White House press secretary Josh Earnest said Mr. Obama “is interested in understanding what more we can do to protect our law enforcement officers” and how to build trust between police and minorities.
“In too many of these communities, we’ve seen those bonds of trust start to fray,” Mr. Earnest said. “It only increases the risk that law enforcement officers face and making the streets were dangerous for the people who live in these communities. So it’s a cycle that we need to reverse.”
The president also took the unusual step of writing an open letter Tuesday telling the nation’s law enforcement officers that Americans “depend on you.”
“Time and again, you make the split-second decisions that could mean life or death for you and many others in harm’s way,” Mr. Obama wrote. “I want you to know that the American people see it, too. We recognize it, we respect it, we appreciate it, and we depend on you.”
After the killings of three police officers Sunday in Baton Rouge, the head of the police union in Cleveland, the city hosting the Republican National Convention this week, said Mr. Obama had “blood on his hands” for attacks against law enforcement, including the deaths of five officers in Dallas two weeks ago.
“Just as your tight-knit law enforcement family feels the recent losses to your core, our Nation grieves alongside you,” Mr. Obama wrote. “Any attack on police is an unjustified attack on all of us.”
Criticism of racial tensions and violence against police are prominent themes at the Republican convention.
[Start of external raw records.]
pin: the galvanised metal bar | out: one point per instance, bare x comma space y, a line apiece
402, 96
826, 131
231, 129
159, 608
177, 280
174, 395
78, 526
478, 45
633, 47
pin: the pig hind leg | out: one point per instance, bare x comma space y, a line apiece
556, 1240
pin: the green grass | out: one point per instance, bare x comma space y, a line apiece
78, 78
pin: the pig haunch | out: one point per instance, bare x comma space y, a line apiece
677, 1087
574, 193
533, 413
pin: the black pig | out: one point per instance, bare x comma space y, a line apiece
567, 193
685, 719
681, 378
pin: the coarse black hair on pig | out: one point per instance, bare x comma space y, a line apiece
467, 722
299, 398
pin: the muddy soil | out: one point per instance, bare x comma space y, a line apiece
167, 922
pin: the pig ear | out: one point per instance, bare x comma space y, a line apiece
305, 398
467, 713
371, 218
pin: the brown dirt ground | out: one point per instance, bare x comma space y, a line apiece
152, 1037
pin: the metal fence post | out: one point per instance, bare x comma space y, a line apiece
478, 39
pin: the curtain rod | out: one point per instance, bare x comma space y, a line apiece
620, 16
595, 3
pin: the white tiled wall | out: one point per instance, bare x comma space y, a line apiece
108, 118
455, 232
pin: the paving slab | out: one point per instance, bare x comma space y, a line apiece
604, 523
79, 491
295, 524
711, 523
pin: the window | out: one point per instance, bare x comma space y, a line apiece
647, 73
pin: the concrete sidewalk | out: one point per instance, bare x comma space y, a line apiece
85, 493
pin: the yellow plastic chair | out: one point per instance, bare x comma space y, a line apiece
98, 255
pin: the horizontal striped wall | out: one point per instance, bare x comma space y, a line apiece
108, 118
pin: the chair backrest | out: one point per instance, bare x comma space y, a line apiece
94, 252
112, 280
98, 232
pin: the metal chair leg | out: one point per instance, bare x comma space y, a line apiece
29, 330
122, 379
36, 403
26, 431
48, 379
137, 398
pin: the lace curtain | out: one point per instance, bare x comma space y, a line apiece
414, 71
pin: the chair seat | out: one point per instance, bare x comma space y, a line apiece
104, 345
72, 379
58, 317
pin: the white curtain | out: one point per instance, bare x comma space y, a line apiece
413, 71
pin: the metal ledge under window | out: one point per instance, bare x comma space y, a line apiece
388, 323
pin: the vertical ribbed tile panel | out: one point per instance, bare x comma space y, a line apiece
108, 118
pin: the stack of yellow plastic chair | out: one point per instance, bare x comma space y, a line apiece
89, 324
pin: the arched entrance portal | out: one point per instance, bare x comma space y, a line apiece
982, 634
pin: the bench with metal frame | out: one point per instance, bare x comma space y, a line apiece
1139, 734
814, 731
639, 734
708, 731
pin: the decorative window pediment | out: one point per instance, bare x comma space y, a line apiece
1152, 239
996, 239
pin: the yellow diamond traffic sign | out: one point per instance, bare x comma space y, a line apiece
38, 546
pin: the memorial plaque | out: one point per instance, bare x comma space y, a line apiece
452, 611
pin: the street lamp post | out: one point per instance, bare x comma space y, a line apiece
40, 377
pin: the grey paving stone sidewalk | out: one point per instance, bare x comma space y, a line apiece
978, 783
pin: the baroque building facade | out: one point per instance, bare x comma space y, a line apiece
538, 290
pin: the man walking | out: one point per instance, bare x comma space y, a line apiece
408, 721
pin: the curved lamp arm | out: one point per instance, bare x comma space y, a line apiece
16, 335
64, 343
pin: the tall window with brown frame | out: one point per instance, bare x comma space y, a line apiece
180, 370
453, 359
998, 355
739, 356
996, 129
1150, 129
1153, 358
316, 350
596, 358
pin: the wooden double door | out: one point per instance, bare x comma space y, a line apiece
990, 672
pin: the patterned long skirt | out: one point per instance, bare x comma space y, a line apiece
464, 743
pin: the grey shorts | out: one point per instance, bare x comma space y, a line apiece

Milwaukee County Sheriff David Clarke drew cheers Monday night when he told the convention, “Blue Lives Matter.” The White House again rejected a call Monday to light the president’s house in blue as a show of support for slain officers.
Former New York City Mayor Rudolph W. Giuliani alluded to Mr. Obama’s 2004 speech to the Democratic National Convention in which he said there is “not a black America and a white America and Latino America and Asian America — there’s the United States of America.”
“What happened to ’there’s no black America, there’s no white America — there is just America?’ What happened to it? Where did it go?” Mr. Giuliani asked.